Due to the scarcity of real non-volatile memory (NVM) devices, architectural exploration and hardware-software co-design are severely constrained. To address this, we propose and open-source a cycle-accurate, parameterized simulation toolchain tailored for emerging NVM technologies. Our toolchain is the first to systematically integrate four representative NVM use cases: hybrid main memory/cache hierarchies, in-memory computing, wear leveling, and hierarchical storage systems—enabling highly customizable, system-level modeling. Implemented in C++ and Python with modular interfaces, it balances simulation fidelity and usability. Experimental validation confirms its accuracy in reproducing key NVM characteristics—including latency, power consumption, and endurance—across diverse configurations.

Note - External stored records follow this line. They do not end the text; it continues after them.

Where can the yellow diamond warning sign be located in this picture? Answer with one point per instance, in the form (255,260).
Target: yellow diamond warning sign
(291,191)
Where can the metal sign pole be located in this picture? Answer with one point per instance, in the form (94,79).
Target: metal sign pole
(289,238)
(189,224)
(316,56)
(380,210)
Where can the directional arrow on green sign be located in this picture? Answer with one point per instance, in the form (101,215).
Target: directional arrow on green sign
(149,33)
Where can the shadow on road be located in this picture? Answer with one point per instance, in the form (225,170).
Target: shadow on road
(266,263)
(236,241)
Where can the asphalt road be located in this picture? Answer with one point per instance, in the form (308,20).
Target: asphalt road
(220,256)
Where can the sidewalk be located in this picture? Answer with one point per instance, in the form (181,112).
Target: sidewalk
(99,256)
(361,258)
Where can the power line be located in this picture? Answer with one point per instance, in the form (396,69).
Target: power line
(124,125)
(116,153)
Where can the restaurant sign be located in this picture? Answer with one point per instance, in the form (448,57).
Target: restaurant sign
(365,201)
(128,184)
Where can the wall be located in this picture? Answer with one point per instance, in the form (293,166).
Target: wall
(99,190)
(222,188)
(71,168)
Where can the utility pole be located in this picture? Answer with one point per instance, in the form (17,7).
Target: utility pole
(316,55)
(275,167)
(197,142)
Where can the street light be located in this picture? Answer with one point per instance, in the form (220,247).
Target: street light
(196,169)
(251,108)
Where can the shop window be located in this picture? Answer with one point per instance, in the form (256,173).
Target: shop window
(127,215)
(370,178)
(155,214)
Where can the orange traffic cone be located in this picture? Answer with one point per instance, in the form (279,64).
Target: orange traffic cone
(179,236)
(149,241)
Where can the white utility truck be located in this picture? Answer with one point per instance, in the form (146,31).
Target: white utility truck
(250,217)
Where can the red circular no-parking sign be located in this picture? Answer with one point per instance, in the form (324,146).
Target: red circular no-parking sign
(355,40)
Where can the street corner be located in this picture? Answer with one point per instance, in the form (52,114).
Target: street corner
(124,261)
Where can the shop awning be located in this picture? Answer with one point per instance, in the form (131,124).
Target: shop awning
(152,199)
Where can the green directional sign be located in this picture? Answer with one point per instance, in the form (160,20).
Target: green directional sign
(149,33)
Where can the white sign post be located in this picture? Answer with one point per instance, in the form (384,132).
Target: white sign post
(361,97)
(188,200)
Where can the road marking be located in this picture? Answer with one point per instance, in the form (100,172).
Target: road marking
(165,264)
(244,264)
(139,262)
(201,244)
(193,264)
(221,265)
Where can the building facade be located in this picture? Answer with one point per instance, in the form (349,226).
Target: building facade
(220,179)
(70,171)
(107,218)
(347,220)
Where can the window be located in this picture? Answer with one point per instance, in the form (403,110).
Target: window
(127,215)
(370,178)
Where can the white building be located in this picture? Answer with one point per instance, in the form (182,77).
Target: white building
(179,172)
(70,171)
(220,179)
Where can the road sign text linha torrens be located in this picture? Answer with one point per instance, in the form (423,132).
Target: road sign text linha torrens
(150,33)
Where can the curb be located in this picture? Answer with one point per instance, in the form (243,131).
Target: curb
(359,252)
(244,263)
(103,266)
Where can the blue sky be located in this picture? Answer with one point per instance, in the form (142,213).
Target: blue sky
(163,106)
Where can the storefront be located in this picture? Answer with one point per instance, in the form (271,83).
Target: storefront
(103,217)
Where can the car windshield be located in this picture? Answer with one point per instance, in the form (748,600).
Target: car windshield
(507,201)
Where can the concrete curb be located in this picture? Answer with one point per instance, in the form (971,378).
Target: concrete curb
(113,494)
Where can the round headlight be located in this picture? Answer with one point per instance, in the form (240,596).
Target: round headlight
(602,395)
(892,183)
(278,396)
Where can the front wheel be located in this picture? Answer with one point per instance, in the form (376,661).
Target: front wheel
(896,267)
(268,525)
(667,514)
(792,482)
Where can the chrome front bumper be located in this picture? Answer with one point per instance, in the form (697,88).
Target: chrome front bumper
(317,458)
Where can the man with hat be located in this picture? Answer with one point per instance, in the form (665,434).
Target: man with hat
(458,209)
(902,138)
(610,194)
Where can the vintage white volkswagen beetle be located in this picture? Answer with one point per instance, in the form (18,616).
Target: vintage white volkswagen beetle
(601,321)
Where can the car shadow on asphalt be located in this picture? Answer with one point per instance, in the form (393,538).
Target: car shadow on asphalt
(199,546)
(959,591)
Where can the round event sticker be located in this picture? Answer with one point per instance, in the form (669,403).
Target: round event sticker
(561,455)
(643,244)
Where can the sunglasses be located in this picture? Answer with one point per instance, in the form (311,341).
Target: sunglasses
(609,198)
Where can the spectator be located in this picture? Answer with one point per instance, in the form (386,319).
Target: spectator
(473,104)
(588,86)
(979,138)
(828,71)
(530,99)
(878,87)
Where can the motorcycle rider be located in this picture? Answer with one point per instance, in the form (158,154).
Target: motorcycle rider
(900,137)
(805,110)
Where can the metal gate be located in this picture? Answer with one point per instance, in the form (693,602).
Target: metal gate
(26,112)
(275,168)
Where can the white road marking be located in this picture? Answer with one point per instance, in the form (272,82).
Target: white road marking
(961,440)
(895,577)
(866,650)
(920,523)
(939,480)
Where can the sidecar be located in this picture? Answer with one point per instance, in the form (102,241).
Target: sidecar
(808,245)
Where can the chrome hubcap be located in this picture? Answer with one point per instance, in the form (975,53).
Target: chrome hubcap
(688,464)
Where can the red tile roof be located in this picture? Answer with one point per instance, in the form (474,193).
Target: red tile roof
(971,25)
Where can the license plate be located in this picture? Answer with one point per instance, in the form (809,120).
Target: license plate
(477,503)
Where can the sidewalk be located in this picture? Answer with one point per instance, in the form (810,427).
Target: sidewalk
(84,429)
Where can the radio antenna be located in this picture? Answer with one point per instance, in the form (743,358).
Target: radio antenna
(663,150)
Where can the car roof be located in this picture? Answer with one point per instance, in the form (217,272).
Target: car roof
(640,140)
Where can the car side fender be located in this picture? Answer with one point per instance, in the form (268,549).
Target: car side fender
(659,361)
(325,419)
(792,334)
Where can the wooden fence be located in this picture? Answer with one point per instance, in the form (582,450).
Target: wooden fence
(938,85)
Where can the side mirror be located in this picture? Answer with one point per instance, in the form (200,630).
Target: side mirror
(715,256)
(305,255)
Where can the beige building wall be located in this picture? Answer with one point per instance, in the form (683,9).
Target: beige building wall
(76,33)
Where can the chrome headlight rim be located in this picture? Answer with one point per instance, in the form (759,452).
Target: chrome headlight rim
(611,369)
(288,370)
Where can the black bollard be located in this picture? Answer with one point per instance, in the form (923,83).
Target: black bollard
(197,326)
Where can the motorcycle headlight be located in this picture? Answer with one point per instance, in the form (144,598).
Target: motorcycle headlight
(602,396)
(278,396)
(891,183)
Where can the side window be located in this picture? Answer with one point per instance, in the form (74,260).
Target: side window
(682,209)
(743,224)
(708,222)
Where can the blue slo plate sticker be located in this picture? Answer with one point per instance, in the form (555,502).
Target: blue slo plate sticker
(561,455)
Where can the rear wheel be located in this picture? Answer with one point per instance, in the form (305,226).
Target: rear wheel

The toolchain has already enabled multiple cutting-edge co-design studies, effectively bridging the gap between architectural research and practical NVM deployment in the absence of widespread physical devices.

Non-volatile Memory (NVM) technologies present a promising alternative to traditional volatile memories such as SRAM and DRAM. Due to the limited availability of real NVM devices, simulators play a crucial role in architectural exploration and hardware-software co-design. This tutorial presents a simulation toolchain through four detailed case studies, showcasing its applicability to various domains of system design, including hybrid main-memory and cache, compute-in-memory, and wear-leveling design. These case studies provide the reader with practical insights on customizing the toolchain for their specific research needs. The source code is open-sourced.